To then turn around and call people “spoiled” because of all the overspending?  Well, that would be about as reprehensible a comment for any politician as making light in a Twitter comment of the history of sectarian violence in this province complete with caricatures of local accents in the way you spelled the words in the tweet. Reprehensible and monumentally stupid all wrapped up in a sour coating of arrogance and obvious ignorance.

That – Don Mills – is why the Tories are dying politically, not the economic downturn.
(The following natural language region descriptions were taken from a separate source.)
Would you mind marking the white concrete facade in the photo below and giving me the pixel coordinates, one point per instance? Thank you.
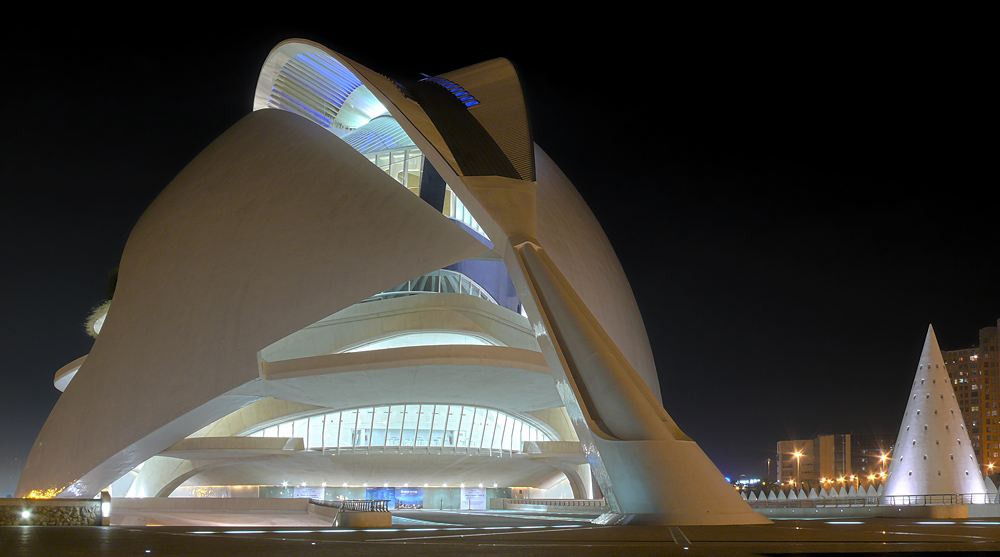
(933, 453)
(239, 299)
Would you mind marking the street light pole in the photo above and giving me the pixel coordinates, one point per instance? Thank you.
(798, 463)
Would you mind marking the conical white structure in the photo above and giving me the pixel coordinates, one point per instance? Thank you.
(933, 453)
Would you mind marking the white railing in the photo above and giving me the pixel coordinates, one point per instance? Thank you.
(867, 501)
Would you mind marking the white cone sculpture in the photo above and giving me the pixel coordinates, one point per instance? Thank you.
(933, 454)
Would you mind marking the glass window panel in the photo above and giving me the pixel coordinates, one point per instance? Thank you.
(410, 425)
(438, 424)
(424, 424)
(395, 426)
(508, 434)
(397, 169)
(300, 428)
(332, 431)
(381, 425)
(489, 429)
(362, 436)
(476, 434)
(500, 425)
(315, 438)
(348, 423)
(452, 425)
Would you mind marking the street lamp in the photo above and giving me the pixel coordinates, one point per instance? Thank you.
(798, 463)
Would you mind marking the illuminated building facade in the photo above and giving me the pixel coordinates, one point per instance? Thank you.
(374, 282)
(809, 461)
(975, 377)
(933, 454)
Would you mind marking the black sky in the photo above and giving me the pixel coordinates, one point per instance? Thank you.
(794, 198)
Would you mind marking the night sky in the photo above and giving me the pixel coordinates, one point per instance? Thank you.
(794, 200)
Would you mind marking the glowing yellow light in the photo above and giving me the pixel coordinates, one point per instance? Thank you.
(47, 494)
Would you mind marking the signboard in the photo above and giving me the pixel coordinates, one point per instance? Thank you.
(309, 492)
(409, 497)
(474, 498)
(382, 493)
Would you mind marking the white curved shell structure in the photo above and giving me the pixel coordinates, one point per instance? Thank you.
(396, 268)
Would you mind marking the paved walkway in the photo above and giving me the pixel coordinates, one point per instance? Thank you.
(437, 533)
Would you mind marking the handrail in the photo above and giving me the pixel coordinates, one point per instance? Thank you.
(558, 502)
(365, 505)
(869, 501)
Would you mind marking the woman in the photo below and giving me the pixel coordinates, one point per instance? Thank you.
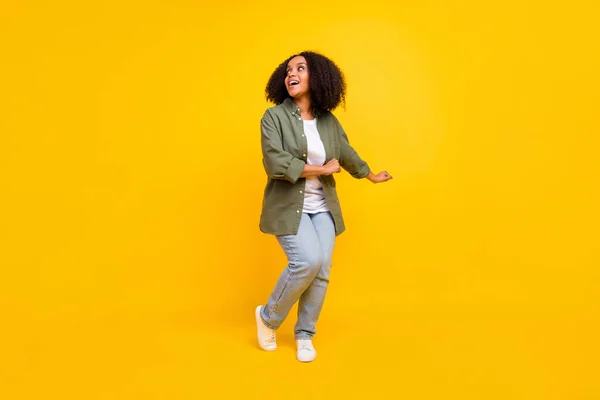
(303, 145)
Just to give a sense of the way economic growth in the province has been going the past few years, here are some charts based on data from Statistics Canada and the Newfoundland and Labrador Statistics Agency, which also uses Statistics Canada figures.

chained 2002

The Statistics Canada release talked about real GDP.   That means GDP calculated using a base year, in that case of 2007.  They convert all prices to the equivalent of 2007 Canadian dollars.
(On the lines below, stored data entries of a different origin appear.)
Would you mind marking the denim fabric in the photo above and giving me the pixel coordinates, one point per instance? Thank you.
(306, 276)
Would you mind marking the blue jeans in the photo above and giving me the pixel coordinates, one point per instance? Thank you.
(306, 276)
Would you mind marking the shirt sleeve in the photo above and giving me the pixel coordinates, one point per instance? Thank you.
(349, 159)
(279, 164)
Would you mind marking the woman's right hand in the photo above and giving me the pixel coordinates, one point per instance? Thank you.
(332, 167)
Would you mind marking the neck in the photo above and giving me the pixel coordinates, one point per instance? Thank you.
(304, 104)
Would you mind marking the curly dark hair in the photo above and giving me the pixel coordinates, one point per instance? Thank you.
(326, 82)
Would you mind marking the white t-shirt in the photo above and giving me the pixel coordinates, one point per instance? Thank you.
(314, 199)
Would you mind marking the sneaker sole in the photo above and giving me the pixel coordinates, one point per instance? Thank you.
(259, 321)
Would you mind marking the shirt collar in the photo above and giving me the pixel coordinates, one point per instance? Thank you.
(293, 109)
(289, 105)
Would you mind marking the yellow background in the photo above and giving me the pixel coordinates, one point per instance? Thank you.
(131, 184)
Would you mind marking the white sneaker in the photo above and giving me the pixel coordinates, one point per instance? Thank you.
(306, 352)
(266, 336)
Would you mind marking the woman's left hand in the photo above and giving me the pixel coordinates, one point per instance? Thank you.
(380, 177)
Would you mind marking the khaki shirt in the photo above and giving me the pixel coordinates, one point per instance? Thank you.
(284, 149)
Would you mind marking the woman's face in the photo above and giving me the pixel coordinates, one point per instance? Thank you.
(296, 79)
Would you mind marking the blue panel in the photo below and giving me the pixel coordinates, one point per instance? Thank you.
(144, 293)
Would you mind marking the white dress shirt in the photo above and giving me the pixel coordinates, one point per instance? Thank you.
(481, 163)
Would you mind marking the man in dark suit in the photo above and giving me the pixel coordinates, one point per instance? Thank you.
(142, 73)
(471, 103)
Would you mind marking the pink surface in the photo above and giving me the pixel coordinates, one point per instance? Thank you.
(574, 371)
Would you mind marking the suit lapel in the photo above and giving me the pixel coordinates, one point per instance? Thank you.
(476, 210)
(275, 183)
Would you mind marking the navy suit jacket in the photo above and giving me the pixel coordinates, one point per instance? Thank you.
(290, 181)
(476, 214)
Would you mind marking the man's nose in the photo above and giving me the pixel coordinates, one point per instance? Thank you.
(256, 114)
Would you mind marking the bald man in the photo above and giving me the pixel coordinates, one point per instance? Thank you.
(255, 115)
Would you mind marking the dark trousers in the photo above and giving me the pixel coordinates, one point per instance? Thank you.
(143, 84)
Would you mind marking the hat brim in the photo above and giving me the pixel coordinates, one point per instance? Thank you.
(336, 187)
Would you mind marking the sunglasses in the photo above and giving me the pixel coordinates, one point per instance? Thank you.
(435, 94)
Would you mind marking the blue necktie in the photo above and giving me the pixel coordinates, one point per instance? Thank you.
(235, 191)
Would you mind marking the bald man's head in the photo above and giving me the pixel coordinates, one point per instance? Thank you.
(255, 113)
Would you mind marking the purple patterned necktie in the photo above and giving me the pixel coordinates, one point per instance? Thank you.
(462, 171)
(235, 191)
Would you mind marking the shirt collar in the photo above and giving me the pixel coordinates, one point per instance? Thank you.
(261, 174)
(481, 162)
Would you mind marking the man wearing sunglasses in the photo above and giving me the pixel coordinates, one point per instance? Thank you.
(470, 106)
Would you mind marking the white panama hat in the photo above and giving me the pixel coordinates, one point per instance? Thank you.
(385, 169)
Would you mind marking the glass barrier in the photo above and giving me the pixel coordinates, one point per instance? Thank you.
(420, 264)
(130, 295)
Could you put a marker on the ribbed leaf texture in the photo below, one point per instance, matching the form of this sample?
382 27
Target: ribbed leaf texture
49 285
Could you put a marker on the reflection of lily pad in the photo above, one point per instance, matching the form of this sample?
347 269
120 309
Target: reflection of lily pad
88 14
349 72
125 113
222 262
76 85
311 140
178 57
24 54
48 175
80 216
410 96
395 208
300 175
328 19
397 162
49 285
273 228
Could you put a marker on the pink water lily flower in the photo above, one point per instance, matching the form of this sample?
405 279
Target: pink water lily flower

The table above is based on data from NL Statistics and uses 2002 dollars for the constant.  The red line shows the GDP for all industries and then breaks them down using the North American Industrial Classification System.  For the blue line we just subtracted the line for mineral and oil and gas extraction.  That many not capture all the oil and minerals industry but it gives us something to work with.

You can see pretty quickly that since the late 1990s, the non-oil economy has been puttering along.  By contrast, the whole provincial economy, with oil in, has had some pretty big swings up and down.

current dollars

Here’s the same sort of chart with three differences.  First difference:  this one uses current dollars, that is, whatever the actual reported amount was in a given year regardless of things like inflation.
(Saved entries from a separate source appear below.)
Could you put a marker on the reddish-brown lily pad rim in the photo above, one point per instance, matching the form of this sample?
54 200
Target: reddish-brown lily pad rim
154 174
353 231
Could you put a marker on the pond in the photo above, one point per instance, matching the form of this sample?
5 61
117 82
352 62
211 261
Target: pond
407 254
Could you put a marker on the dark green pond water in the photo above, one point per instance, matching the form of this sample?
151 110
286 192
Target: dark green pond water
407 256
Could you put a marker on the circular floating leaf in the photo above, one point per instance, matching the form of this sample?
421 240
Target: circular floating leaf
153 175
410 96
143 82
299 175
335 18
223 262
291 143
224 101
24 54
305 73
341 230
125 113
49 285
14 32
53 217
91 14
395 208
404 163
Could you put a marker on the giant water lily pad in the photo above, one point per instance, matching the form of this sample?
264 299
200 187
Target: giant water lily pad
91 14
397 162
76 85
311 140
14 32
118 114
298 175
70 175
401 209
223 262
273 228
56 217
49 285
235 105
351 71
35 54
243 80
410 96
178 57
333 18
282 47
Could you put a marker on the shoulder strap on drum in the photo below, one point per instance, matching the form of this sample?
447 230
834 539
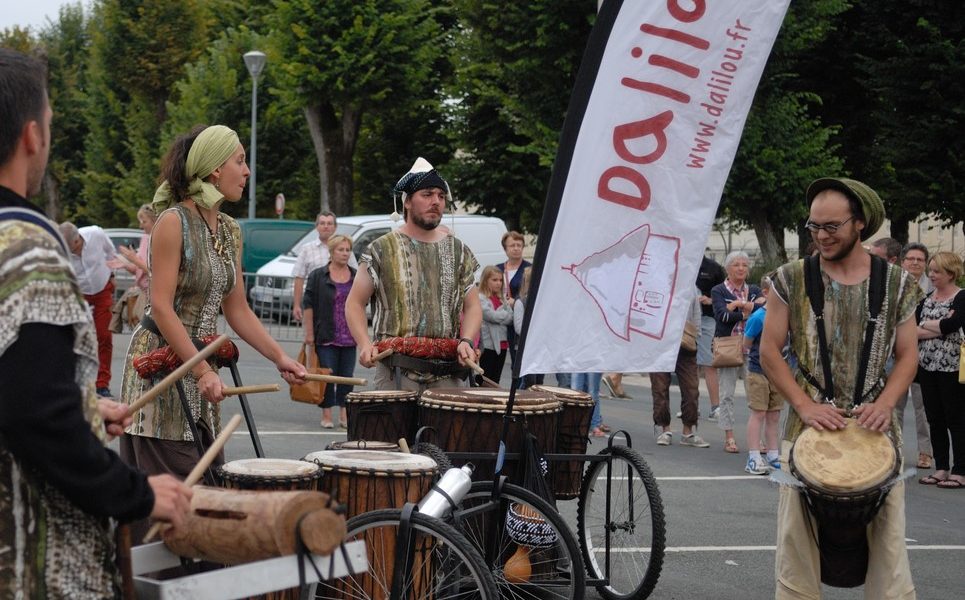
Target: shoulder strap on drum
814 288
876 297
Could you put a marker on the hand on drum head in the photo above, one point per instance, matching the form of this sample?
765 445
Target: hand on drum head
116 417
822 416
210 387
172 499
292 371
874 416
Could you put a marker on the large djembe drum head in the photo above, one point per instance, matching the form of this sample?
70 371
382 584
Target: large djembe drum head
854 459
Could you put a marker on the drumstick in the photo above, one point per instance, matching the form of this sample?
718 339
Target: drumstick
198 471
251 389
336 379
383 354
177 374
489 382
476 368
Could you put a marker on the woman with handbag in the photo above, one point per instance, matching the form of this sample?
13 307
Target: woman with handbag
323 316
497 307
195 259
733 301
941 316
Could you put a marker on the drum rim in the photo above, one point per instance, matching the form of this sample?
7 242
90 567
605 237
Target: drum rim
223 471
549 407
419 463
576 397
367 396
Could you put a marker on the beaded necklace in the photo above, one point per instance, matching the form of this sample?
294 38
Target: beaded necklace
220 248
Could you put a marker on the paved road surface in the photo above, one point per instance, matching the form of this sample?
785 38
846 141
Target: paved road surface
720 521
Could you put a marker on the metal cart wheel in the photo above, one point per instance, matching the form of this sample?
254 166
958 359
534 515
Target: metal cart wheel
445 565
621 524
557 570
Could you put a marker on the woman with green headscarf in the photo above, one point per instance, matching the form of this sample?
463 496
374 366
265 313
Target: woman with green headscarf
195 272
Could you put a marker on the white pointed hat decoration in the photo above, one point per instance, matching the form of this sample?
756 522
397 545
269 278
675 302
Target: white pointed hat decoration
632 282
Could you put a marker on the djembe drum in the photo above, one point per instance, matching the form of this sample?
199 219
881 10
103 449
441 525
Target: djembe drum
238 526
846 475
364 445
574 429
381 415
471 420
271 474
367 480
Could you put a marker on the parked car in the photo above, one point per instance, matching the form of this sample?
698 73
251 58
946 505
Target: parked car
274 286
123 279
264 239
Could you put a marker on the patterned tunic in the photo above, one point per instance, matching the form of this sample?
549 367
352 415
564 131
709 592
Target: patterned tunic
846 317
204 278
419 286
49 548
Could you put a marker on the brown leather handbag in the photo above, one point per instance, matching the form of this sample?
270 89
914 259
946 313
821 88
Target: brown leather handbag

Second difference:  the colours are reversed.  In this chart, the red line is the non-oil figure while the blue is the all-in number.

Third difference, the figures only go to 2008. 

For all that, you can see something rather interesting.  The non-oil economy experienced some fairly consistent growth from about 1998 to 2006.  Then there was some sort of weird jump followed by a couple of periods of shrinkage.  Curiously enough, the shrinking started before anyone really noticed anything about a recession.

And if you recall, even in 2008, the local Conservatives were trying to pretend that we lived in an economic bubble of some sort. 

In hindsight, that sort of nonsense looks even more weird than it did at the time.  Back then it looked like a rather silly ploy to try and keep people spending money so that tax revenues wouldn’t drop off.  In most respects,it worked in the short run since locals faithfully repeated government bull even though it was obviously bull.

Hindsight has also shown us the extent to which the recession took a gigantic chunk out of the provincial economy.  We are still struggling to get out of it, in some respects. 

That will be a good subject for another post, but for now just chew on the changes to gross domestic product in the province.  The reality of that 4.8% drop last year wasn’t lost on the provincial government when they decided to plough ahead with their agenda of heavy provincial government spending (Muskrat Falls) as a substitute for sustainable private sector economic growth.